J’ai dû rêver trop fort – Michel Bussi

Quatrième de couverture :

Montréal, San Diego, Barcelone, Jakarta…Le quarté dans l’ordre. Sur le chemin de Roissy, Nathy s’interroge. Quelles sont les probabilités pour qu’on lui attribue, précisément, ces quatre destinations – les mêmes qu’il y a vingt ans ? Car l’hôtesse de l’air n’a jamais oublié cette parenthèse enchantée – quelques accords de guitare, un regard intense sous une casquette écossaise….Un rêve trop grand, trop fort – vingt ans déjà ! Quel dieu farceur s’ingénie donc ainsi à multiplier les coïncidences ? Quel dieu cruel, à vouloir tout détruire ? Est-il enfin l’heure d’affronter son passé ?

Mon avis :

Comme tous les livres que j’ai pu lire jusqu’à présent de Michel Bussi, celui-ci m’a une nouvelle fois énormément plu. L’histoire, l’atmosphère qui règne entre les personnages, les lieux visités, tout m’a parlé. Pour moi, les histoires que racontent l’auteur sont tellement fortes que je n’ai aucune difficulté à me plonger entièrement entre ses lignes, à m’imaginer côtoyer et vivre entièrement avec ses personnages. Chacun de ses livres demeure inoubliable.

Cette fois-ci, nous suivons Nathalie – ou Nathy pour les intimes – à travers le passé en 1999 et le présent en 2019. Hôtesse de l’air, elle croit rêver en découvrant le planning de ses quatre prochaines destinations. Exactement les mêmes, dans le même ordre, que vingt ans auparavant. Des lieux qui ont bouleversé sa vie à jamais. Est-ce le pur fruit du hasard ou la manipule-t-on afin de lui faire revivre ses souvenirs ? Lorsque des tas de coïncidences viennent s’immiscer à chaque moment, elle croit devenir folle.

Tout la ramène invariablement à Ylian, cet homme qui l’a hypnotisé grâce à sa musique. Avant même de l’apercevoir, elle n’entends que les notes des cordes de sa guitare. Alors qu’elle est mariée à Olivier et mère de famille, sa rencontre avec cet artiste va chambouler leur vie respective. Une histoire d’amour bouleversante et tellement évidente, deux âmes sœurs qui se reconnaissent, s’apprivoisent et s’attirent irrémédiablement.

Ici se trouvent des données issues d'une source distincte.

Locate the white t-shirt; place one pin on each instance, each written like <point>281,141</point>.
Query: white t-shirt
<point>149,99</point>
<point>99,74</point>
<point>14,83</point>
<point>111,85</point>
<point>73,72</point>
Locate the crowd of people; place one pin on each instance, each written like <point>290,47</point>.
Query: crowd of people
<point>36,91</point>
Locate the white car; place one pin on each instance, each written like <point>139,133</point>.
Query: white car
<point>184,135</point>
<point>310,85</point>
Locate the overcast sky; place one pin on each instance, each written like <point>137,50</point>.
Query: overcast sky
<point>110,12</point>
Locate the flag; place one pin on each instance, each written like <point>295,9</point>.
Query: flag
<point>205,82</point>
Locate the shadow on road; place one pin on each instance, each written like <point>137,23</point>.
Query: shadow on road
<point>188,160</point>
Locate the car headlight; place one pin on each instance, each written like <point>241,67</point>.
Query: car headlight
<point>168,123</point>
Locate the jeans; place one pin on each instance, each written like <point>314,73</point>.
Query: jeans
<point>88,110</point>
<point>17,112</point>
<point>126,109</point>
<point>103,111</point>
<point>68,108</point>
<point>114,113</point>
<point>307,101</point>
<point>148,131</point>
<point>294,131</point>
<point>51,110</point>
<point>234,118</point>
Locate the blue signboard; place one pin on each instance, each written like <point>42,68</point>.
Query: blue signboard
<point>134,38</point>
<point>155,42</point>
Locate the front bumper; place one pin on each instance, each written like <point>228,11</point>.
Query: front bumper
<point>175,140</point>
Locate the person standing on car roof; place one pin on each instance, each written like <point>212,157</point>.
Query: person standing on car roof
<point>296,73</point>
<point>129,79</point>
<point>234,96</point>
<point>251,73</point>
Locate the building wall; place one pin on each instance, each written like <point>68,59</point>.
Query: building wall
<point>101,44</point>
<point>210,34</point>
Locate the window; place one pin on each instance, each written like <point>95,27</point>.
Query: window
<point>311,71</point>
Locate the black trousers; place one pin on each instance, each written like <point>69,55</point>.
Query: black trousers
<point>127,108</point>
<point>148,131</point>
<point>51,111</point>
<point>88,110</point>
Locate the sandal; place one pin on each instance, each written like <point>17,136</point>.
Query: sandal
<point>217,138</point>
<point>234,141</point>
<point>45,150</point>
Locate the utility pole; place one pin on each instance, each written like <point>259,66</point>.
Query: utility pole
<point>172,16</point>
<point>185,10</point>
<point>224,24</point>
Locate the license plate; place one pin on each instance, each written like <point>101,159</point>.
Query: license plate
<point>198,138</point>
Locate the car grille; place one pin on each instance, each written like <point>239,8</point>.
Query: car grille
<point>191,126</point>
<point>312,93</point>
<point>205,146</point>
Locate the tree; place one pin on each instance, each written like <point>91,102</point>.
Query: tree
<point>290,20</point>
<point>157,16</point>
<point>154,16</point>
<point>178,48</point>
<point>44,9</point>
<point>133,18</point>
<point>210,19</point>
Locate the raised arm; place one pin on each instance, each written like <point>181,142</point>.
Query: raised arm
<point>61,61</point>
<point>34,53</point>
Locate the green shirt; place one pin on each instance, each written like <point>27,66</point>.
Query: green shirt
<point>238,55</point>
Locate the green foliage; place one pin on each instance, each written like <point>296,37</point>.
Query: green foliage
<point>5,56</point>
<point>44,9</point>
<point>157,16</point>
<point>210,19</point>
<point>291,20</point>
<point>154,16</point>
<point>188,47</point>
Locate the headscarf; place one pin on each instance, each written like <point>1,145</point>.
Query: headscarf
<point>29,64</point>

Qu’à t’il bien pu se passer entre eux pendant ces vingt années ? Quel chemin, leur histoire d’amour, a bien pu emprunter ? Ont-ils réussi à se protéger mutuellement ? Quel secret peut bien les unir à jamais ? Il y a tellement de noeuds à dénouer afin de comprendre le lien qui les unit. Nathy et Ylian se sont aimés follement, passionnément, intensément. Peut-on d’ailleurs aimer si purement sans souffrir en retour ?

Une force, quelque peu surnaturelle parfois, pousse Nathy sur les traces de cet amour avec une conviction inébranlable. Des souvenirs impossibles à oublier et qui vont la happer totalement, quitte à mettre sa vie en danger. L’envie de retrouver son bel amant, de revivre la magie de leur moments passés ensemble, lui feront-ils rompre leur serment ?

Michel Bussi nous emmène donc à travers leur histoire d’amour qui défie les lois du temps. Nous marchons dans les pas de Nathy et Ylian, dans toute la splendeur de leur histoire d’amour. Un amour exceptionnel, plus fort que tout et dont le dénouement est imprévisible et tellement émouvant. Il est des amours indestructibles et le leur en fait véritablement partie. Cette histoire fait d’ailleurs un clin d’œil à l’un de mes films préférés « Sur la Route de Madison »…..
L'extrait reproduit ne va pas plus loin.